Weekly mortgage rates fell significantly in 2020. Freddie Mac says the typical 30-year mortgage was priced at 2.66% at year-end, a record low and substantially below the 3.72% rate recorded at the start of January 2020. Such rates increase affordability and make homes more salable.
What we’ll see in 2021 is arguable. The National Association of Realtors recently polled 23 leading economists and they predict that mortgage rates will average 3.0% in 2021 and 3.25% in 2022. The long-term average mortgage rate – about 8% – is nowhere to be seen. The view here is that lower rates are in our future given the combination of massive cash stockpiles (supply) and relatively little demand as well as some $18 trillion invested worldwide with negative rates according to Bloomberg News. These low mortgage rates will continue to drive homebuying demand, and give distressed homeowners the opportunity to sell their properties in order to avoid foreclosure.

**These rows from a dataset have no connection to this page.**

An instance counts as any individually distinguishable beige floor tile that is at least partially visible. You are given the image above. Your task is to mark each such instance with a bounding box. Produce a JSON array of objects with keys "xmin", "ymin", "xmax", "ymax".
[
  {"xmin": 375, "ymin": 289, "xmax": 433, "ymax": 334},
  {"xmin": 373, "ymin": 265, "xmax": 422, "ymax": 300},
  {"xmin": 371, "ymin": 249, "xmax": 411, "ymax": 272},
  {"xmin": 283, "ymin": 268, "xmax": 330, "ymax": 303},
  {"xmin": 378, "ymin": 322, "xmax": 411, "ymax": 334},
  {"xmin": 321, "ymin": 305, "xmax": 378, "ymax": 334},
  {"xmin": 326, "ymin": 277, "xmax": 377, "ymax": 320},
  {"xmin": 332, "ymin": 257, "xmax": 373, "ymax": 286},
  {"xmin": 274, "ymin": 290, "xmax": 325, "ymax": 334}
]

The reason for exceptional 2020 price increases is simply a lot of demand chasing little supply. There is very little available inventory and not much more is likely to come online. The 23 economists polled by NAR predict that new home starts will decline by about 30,000 units in 2021 but then rise by 90,000 units in 2022. Such numbers are nowhere big enough to significantly impact the national marketplace.
The combination of ongoing demand, interest rates at or near historic lows, and little inventory are likely to make this recession less damaging than what we saw in 2008. Like other recessions before it, real estate and the general economy may not be in sync during 2021 – something for which property owners are likely to be thankful.